The current Selection implementation does not permit access to single data points. However, this is only a design choice. The underlying Sprite objects which are bound to data could be manipulated independently, and that's what I'm proposing with the .onMouseover() and .onMouseout() methods.

My concern is that having both of these events could potentially induce many (possibly expensive) redraws of the canvas. My intuition in the worst case scenario is that every .onMouseout(...) would be accompanied by an .onMouseover(...), each requiring a redraw, and those would be handled sequentially in client code, leading to 2x the redraws per mousemove (at whatever the debounced rate).

Draw calls are batched and run every animation frame while there's something to draw. Setting onMouseout()/onMouseover() callbacks would cause redraws to occur eventually, but only at most one per animation frame.

A slightly more expensive operation than drawing is the update, which flashes the new values into the data texture to be used during draw frames. This operation is also batched to reduce the frequency of CPU/GPU data shuttling.

The most expensive operation is the reading of the hit test results back from its output texture.
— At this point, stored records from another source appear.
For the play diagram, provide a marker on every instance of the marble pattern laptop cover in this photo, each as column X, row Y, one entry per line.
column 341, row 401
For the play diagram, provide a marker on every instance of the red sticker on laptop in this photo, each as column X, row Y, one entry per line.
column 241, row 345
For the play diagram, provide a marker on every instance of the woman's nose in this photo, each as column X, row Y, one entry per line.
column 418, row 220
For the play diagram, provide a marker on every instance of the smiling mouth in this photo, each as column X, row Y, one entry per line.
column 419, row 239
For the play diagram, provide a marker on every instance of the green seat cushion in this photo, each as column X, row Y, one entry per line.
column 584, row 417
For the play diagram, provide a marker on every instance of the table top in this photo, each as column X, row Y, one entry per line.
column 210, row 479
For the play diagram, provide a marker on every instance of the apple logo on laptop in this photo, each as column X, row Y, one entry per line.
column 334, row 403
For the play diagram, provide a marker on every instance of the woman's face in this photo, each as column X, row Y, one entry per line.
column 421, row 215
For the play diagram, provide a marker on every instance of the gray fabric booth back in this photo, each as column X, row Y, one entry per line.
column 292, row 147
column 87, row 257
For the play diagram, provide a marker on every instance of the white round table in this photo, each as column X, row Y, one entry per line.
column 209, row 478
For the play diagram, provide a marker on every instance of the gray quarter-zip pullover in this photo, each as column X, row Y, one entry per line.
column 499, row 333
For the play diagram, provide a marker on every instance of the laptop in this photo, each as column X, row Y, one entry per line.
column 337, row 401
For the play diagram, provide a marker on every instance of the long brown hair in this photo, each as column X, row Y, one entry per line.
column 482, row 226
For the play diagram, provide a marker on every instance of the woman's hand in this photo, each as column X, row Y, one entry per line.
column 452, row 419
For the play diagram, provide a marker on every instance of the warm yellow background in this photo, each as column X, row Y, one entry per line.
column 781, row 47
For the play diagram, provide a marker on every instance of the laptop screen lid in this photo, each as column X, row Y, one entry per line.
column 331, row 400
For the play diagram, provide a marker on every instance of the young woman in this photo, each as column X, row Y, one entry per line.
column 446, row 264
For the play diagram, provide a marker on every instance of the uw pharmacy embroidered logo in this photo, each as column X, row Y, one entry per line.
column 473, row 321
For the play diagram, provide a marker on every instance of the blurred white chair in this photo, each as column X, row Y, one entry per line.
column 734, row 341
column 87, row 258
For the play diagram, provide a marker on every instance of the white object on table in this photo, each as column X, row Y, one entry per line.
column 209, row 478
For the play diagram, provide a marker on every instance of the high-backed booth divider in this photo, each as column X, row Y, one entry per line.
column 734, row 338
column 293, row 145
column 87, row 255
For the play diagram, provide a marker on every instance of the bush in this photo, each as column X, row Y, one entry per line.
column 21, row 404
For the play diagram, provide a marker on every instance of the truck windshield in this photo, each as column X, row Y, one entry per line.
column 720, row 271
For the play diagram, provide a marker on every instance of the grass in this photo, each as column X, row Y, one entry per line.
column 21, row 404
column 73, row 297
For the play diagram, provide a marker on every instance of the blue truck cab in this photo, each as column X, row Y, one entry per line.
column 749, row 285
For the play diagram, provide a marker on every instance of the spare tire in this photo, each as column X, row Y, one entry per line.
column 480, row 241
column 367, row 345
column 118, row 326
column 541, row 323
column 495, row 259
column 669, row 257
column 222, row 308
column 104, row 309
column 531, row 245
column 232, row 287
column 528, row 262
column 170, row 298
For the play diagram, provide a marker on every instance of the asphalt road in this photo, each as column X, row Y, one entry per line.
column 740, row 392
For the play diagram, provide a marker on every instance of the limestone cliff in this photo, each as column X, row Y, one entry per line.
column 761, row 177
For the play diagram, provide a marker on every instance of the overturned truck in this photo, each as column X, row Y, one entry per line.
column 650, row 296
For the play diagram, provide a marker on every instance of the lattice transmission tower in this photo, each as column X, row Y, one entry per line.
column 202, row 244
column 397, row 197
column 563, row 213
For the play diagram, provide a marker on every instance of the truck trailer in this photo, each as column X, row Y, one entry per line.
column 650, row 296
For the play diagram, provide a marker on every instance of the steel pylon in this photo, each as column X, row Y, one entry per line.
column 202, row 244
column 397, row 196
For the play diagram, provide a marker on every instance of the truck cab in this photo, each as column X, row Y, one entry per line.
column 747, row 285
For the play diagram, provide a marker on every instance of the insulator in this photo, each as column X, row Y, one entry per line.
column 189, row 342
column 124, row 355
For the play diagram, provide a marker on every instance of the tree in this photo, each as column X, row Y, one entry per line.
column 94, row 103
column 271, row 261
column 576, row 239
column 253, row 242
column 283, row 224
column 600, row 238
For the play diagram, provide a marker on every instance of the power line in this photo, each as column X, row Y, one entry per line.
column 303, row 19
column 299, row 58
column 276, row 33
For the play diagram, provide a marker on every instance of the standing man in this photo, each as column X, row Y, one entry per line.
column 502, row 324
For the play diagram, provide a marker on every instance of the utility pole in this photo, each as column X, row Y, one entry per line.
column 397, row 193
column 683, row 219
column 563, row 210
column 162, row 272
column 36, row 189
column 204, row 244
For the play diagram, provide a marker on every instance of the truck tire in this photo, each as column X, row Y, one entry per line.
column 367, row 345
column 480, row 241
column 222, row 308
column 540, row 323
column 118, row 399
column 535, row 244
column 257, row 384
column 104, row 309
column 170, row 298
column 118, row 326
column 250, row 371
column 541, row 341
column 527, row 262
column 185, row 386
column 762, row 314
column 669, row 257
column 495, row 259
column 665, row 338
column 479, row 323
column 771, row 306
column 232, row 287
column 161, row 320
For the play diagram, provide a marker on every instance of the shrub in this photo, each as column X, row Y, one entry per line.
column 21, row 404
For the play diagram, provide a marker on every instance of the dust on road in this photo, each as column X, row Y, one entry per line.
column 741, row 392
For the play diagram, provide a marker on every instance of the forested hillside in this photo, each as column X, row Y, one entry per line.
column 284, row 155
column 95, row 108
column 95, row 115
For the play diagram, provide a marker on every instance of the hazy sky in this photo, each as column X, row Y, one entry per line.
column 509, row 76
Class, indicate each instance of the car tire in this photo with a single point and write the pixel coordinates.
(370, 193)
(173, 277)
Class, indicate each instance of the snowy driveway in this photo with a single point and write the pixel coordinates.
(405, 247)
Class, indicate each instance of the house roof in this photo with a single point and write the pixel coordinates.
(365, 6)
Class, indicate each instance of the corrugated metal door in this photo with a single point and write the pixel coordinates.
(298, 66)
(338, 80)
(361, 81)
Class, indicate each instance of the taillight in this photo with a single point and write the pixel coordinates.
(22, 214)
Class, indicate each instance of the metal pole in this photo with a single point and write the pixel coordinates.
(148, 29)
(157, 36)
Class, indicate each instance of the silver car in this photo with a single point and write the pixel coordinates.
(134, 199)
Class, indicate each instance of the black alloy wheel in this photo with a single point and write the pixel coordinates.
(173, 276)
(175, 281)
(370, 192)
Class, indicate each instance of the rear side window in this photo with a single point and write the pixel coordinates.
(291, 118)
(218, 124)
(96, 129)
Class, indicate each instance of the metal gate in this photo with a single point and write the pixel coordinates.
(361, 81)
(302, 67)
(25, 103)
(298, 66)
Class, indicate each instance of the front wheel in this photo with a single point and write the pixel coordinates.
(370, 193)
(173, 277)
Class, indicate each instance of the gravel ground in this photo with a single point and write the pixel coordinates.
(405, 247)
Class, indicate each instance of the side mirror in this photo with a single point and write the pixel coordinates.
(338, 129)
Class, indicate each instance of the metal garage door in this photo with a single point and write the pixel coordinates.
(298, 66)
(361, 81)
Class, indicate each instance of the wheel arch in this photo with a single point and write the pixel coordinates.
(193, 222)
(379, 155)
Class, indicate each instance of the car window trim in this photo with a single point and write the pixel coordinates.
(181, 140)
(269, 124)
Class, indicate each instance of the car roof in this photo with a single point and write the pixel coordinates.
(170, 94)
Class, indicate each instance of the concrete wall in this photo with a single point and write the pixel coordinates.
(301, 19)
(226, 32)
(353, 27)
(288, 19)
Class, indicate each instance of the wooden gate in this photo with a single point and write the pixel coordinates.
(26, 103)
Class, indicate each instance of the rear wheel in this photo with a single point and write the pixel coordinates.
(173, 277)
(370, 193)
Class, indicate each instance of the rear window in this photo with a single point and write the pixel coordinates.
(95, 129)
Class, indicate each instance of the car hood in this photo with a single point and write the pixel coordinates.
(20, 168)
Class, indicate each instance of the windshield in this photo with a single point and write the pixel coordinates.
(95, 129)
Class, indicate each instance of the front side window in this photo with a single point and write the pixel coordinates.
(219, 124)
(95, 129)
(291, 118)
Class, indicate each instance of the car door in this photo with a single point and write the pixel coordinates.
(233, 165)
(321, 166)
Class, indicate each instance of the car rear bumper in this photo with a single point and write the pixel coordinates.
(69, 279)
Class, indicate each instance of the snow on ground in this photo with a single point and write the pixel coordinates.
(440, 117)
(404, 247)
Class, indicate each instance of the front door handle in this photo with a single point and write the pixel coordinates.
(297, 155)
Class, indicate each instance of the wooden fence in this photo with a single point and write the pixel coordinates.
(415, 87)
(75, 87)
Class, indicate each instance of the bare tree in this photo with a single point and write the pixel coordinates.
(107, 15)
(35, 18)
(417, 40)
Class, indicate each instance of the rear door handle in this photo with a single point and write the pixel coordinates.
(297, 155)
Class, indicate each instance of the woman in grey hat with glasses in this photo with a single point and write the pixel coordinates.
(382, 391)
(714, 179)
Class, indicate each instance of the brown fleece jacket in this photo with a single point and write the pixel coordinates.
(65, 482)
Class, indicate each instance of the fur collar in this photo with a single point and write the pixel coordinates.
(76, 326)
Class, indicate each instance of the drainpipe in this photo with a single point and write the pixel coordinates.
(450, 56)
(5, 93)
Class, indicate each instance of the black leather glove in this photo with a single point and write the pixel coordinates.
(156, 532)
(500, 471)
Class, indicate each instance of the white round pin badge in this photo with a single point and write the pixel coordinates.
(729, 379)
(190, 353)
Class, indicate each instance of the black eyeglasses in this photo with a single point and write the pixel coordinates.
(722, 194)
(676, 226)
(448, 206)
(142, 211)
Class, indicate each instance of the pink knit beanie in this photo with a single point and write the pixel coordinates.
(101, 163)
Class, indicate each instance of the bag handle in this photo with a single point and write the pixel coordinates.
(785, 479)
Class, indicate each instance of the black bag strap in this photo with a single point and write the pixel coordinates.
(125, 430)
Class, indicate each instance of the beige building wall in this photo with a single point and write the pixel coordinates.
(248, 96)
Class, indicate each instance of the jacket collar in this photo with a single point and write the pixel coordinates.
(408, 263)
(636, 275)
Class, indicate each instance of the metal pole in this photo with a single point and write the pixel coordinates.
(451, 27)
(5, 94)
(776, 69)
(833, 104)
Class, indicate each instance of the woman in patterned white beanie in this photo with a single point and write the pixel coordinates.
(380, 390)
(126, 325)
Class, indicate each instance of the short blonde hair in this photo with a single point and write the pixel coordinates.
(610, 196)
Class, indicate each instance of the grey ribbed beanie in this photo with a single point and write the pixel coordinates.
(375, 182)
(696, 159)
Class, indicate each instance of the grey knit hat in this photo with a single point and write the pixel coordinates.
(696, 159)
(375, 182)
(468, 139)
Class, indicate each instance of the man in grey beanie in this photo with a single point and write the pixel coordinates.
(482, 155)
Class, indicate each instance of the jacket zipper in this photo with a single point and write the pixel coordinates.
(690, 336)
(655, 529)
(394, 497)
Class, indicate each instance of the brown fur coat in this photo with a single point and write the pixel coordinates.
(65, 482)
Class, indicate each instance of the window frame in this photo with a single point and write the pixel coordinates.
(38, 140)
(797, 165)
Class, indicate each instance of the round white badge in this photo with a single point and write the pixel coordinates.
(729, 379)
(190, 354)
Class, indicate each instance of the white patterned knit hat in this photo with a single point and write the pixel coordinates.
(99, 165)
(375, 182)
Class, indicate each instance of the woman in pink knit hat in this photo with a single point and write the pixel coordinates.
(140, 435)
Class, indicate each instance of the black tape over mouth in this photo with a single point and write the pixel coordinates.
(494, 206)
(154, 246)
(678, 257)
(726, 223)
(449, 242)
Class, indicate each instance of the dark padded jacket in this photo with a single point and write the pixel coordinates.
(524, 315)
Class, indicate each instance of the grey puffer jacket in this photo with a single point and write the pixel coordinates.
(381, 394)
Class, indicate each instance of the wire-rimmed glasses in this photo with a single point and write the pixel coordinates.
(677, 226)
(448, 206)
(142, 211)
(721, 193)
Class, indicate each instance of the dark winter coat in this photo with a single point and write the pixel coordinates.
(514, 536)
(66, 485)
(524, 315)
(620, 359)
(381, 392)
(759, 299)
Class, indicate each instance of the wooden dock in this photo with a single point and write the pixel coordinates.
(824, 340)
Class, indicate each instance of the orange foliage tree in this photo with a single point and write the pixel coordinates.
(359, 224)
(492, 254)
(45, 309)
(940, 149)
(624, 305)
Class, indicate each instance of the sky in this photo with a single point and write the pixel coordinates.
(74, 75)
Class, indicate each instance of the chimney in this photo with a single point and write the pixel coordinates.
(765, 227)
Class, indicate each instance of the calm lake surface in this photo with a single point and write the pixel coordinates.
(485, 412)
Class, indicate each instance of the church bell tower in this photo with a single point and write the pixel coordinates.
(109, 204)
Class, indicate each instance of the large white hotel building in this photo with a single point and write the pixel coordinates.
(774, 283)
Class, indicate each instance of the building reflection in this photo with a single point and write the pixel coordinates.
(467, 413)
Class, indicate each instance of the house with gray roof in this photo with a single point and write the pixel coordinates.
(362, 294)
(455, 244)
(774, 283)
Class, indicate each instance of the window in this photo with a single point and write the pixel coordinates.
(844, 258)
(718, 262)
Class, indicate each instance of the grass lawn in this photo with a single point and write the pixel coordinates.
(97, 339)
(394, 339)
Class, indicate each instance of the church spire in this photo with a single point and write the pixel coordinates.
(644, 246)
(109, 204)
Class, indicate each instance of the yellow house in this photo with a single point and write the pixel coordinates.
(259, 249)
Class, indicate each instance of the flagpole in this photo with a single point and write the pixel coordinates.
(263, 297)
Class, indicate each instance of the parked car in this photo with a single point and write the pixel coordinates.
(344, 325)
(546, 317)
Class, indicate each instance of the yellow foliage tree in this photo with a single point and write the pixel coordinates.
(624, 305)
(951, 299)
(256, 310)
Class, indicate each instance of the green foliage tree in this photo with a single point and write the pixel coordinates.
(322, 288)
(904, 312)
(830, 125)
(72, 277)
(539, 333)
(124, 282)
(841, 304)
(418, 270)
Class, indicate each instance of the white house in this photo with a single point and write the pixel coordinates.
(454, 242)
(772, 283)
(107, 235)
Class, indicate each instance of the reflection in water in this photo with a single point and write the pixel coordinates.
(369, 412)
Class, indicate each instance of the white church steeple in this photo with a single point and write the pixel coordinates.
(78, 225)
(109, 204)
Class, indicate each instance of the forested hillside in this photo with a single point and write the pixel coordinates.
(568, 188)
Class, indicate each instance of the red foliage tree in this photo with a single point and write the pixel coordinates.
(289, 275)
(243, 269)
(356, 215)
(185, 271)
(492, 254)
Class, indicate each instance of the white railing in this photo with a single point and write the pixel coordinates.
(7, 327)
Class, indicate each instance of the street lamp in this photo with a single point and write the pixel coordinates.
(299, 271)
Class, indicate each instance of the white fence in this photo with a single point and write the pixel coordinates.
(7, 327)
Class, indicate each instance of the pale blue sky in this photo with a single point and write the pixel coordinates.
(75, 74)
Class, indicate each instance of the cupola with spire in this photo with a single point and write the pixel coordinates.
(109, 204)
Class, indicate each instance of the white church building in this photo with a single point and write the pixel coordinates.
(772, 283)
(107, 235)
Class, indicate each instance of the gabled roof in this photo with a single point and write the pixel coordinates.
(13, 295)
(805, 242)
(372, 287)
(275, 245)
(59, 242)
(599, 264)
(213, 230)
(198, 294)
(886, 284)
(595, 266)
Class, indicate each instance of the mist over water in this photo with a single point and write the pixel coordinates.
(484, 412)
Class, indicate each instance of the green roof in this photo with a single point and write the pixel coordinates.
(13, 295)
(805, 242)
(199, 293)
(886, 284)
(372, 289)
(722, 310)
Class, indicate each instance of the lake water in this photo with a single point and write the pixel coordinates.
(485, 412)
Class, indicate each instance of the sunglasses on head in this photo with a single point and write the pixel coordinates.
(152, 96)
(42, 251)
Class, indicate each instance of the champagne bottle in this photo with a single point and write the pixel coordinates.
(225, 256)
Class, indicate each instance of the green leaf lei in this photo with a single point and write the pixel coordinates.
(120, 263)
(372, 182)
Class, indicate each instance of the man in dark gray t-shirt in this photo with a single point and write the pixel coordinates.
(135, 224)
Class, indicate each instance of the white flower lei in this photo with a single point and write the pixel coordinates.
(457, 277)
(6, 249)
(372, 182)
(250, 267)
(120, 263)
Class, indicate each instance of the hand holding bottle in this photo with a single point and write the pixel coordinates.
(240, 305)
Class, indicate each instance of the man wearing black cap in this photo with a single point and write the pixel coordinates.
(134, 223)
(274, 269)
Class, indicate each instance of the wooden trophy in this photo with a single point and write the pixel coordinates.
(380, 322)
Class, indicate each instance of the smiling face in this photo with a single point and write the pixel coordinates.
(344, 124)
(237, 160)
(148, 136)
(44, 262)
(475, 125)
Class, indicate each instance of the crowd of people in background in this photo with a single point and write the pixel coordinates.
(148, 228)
Debouncing/throttling the native mousemove events would reduce hit testing and invocations of the onMouseover()/onMouseout() callbacks.

Could we combine these into a single method, to try to prevent excess redraws? I'm not sure that .onMousemove(...) is the right name, but maybe .onHover(...) better conveys the difference in intent between this behavior and .onClick(...)?

Yes, they could be combined into a single onHover() callback (but not to prevent redraws, as previously discussed).

In that case, the implication is that when the user stops hovering the sprite, it should revert to its pre-hover state. Or, more accurately, revert to animating toward the target state. For animation duration (TransitionTimeMs), the post-hover reversion should probably copy the duration of the onHover() to be symmetrical.

selection.onClick((e: MouseEvent, s: SpriteView, d: Datum, index: number, arry: Datum[]) => {
  /* ... */
});

selection.onHover((e: MouseEvent, s: SpriteView, d: Datum, index: number, arry: Datum[]) => {
  /* ... */
  s.TransitionTimeMs = 300;  // Used for both hover and reversion.
});

Note however that we're getting further from the DOM API by doing this. In CSS, there's a :hover pseudo-selector, but there is no hover event. To implement hover in native DOM/JavaScript, one must use a pair of mouseover/mouseout handlers and implement one's own reversion logic. I can only speculate why. My guess would be that in the DOM, keeping track of all the old states in order to revert would be too costly. This isn't a problem for CSS, because the cascading style can be recomputed. It's also not a big problem for us because we can make a copy of a relatively tight block of memory (a small range out of a big Float32Array) to capture all the properties of the sprite.

Addendum: looking at the DOM API some more, it seems like mouseenter/mouseleave may be slightly more appropriate than mouseover/mouseout semantically, since the enter/leave pair do not bubble, and neither would our synthetic events.